Field Application Demonstration

To evaluate the field application potential of BerryTrackCount, dynamic counting was conducted along the same blueberry planting row on four dates in April 2025. The camera moved along both the front and rear sides of the canopy to increase visible coverage and reduce counting deviations caused by single-view occlusion. This acquisition strategy enabled continuous monitoring of flowers and fruits across multiple phenological stages.

Field application

Figure 1. Multi-phenological counting results for the same planting row in April 2025. The bar charts show class-specific counts from both sides of the plants on different dates, and the pie charts show the corresponding phenological composition.

The results reveal a clear temporal shift in canopy composition. Green fruits dominated in early April, while the proportion of mature blue fruits gradually increased and a new flowering cohort became prominent later in the month. These stage-specific trends can support crop-load assessment, selective harvesting, flowering protection, fruit-set monitoring, and other time-sensitive orchard management decisions.

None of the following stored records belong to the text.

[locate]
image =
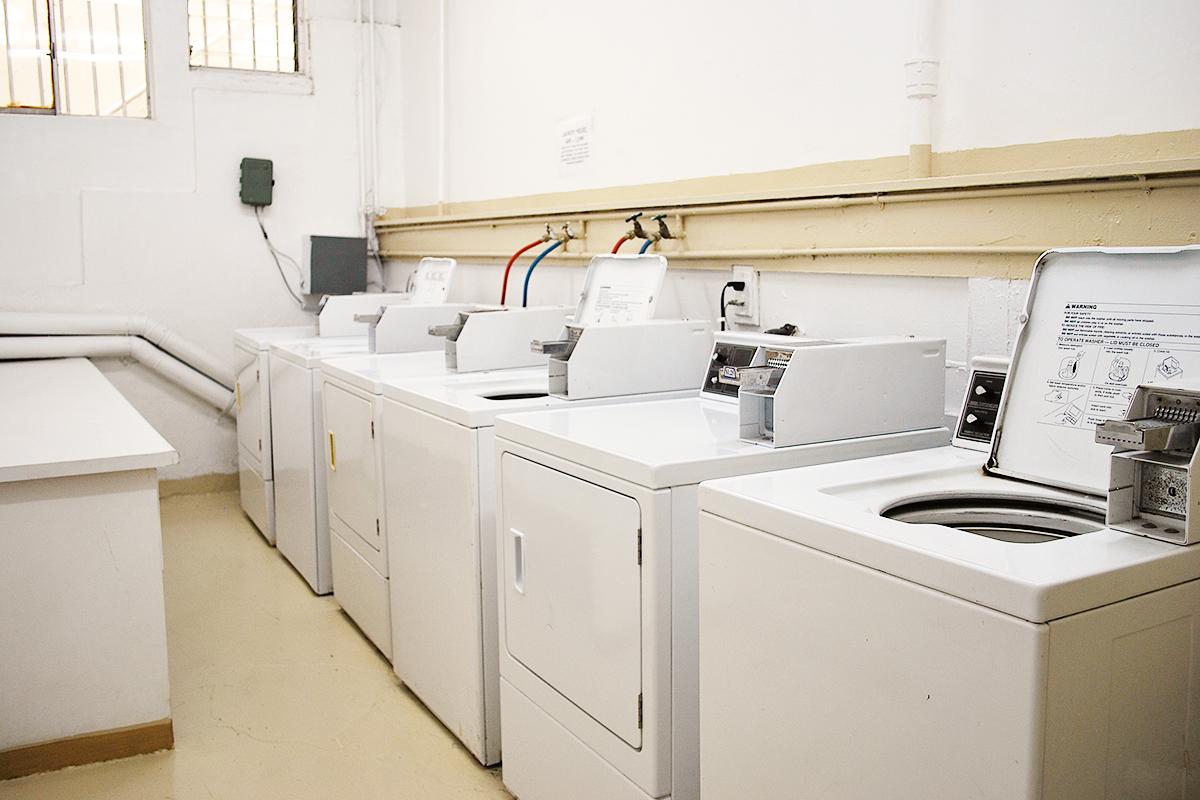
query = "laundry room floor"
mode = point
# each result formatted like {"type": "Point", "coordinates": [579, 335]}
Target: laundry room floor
{"type": "Point", "coordinates": [274, 693]}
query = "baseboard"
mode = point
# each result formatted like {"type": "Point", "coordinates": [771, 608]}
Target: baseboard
{"type": "Point", "coordinates": [87, 749]}
{"type": "Point", "coordinates": [198, 485]}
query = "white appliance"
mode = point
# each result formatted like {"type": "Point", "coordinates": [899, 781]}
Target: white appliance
{"type": "Point", "coordinates": [955, 624]}
{"type": "Point", "coordinates": [597, 524]}
{"type": "Point", "coordinates": [439, 477]}
{"type": "Point", "coordinates": [298, 434]}
{"type": "Point", "coordinates": [475, 340]}
{"type": "Point", "coordinates": [256, 479]}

Advantages and Disadvantages

Advantages: BerryTrackCount integrates phenological stage recognition, identity-preserving tracking, and category-specific counting within a unified video phenotyping framework. BerryDet improves the observation of small flowers and fruits, BerryTracker reduces identity confusion in dense and visually similar clusters, and PTGC suppresses duplicate counts through spatial tolerance and trajectory-level gating. The resulting stage-specific counts provide practical support for high-throughput phenotyping, crop-load assessment, yield estimation, harvest planning, and precision orchard management.

Disadvantages: Severe occlusion, low illumination, and ambiguous boundaries between transitional fruit colors can still cause missed detections, class oscillations, and short-term trajectory fragmentation. SAHI-based sliced inference and appearance feature extraction also introduce additional computational overhead. Moreover, the generated MOT benchmark cannot fully reproduce non-rigid branch motion, depth-dependent parallax, or abrupt illumination changes in real orchards. Future work should therefore focus on lightweight deployment and evaluation using densely annotated in-field blueberry MOT videos.